普段政庁で働く医務吏官たちも、必要最低限を残して食料調達部隊を編成し、狩りの準備を始めていた.
国民の総数が少ない藩国はまさに猫の手も借りたい状況である.
「さてさて、吏族のみんなには、3人一組でチームを組んで森へ狩りに出てもらおうか.集合時間まで、可能な限り食料を集めてきてください.以上解散!」
秋春藩王は簡潔な説明を残し、次の指示を出すため再び政庁へと戻っていった.
政庁の入り口前に整列していた吏族たちは、すぐに行動を開始した.
Akiharu国伝統儀式の一つである成人の儀を終え彼らは、森での狩りなんてものはたいした問題にはならない.
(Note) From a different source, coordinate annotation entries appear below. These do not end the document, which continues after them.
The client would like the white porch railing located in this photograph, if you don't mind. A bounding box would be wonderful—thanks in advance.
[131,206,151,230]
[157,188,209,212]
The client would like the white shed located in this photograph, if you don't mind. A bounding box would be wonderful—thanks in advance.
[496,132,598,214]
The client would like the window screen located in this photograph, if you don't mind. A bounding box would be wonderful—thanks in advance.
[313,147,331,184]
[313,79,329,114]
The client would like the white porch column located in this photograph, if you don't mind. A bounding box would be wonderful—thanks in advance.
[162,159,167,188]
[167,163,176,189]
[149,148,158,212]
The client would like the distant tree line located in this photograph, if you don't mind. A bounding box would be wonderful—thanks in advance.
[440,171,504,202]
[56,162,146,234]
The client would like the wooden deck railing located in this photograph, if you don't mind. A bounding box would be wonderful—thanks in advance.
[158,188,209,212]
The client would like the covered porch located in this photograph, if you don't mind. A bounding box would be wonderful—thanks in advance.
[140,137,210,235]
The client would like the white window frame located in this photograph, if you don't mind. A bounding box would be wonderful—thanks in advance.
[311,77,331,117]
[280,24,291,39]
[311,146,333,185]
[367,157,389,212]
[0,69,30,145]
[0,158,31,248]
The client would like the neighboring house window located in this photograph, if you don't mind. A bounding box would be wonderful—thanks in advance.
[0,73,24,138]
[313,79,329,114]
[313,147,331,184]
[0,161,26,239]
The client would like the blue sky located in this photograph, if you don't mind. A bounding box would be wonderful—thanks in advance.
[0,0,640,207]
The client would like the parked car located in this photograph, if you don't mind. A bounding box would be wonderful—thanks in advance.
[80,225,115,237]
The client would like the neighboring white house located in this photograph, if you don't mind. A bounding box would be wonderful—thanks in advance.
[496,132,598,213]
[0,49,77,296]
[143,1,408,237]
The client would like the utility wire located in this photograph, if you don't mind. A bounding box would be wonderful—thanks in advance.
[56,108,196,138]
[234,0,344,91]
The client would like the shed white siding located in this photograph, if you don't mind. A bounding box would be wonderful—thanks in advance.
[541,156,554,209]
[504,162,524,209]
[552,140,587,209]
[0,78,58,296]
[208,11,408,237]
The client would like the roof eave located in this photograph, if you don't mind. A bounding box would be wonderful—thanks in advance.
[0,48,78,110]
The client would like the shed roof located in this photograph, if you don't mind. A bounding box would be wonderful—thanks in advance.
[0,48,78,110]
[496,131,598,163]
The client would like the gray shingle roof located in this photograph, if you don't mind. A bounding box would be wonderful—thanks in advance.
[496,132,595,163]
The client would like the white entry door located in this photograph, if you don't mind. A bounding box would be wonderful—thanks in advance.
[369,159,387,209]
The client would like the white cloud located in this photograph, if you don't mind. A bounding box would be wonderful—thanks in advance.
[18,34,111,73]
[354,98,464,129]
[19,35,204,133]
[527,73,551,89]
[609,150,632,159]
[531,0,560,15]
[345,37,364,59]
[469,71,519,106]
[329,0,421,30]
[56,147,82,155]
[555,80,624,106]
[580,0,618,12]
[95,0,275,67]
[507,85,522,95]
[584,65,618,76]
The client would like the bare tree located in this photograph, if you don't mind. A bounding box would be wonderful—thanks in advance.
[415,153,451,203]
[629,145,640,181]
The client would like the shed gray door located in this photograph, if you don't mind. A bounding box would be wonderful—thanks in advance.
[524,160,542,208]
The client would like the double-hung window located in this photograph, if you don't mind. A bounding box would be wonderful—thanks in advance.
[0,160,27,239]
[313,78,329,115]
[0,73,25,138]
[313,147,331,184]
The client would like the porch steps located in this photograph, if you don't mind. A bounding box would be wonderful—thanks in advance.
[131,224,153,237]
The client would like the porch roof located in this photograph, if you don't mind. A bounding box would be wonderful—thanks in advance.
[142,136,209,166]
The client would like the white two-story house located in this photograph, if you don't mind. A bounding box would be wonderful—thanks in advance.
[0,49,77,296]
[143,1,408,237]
なにしろ、国から徒歩で3日かかる古代遺跡へ赴き、成人の証を取ってきたあの日のことを思えば・・・.
あのときの襲いかかる野猿の群れや吸血蝙蝠、どう考えてもミスったら生きてはいないだろうという数々の罠をくぐりぬけた彼らは、
もはや吏族といえども立派な戦士なのだから.
「1日もかからずに戻ってくることができるのですから大したことはありませんわね.天狐くん?」
「はい.僕は先日も遺跡へトレーニングしに行ってきたばかりですから、野生の勘は研ぎ澄まされています!」
「では、私たちも森へ向かいましょうか」
阪明日香と東西天狐、綸子はチームを組んで森へ向かった.
途中で出くわした危険な動物は全て天弧がなぎ倒し、倒したついでに食料として集められ、ようやく3人は狩場につくことができた.
そして、彼らはすばらしい連携を見せつけた.
阪は獲物を見つける係りだった.なぜってそれは「彼女がじっと遠くを観察している時、そこには必ず鳥がいるのだ.」(国民設定より)
綸子は獲物を仕留める係りだった.なぜってそれは「私、成人の儀でもそうやって生還したんですよ.」(本人談)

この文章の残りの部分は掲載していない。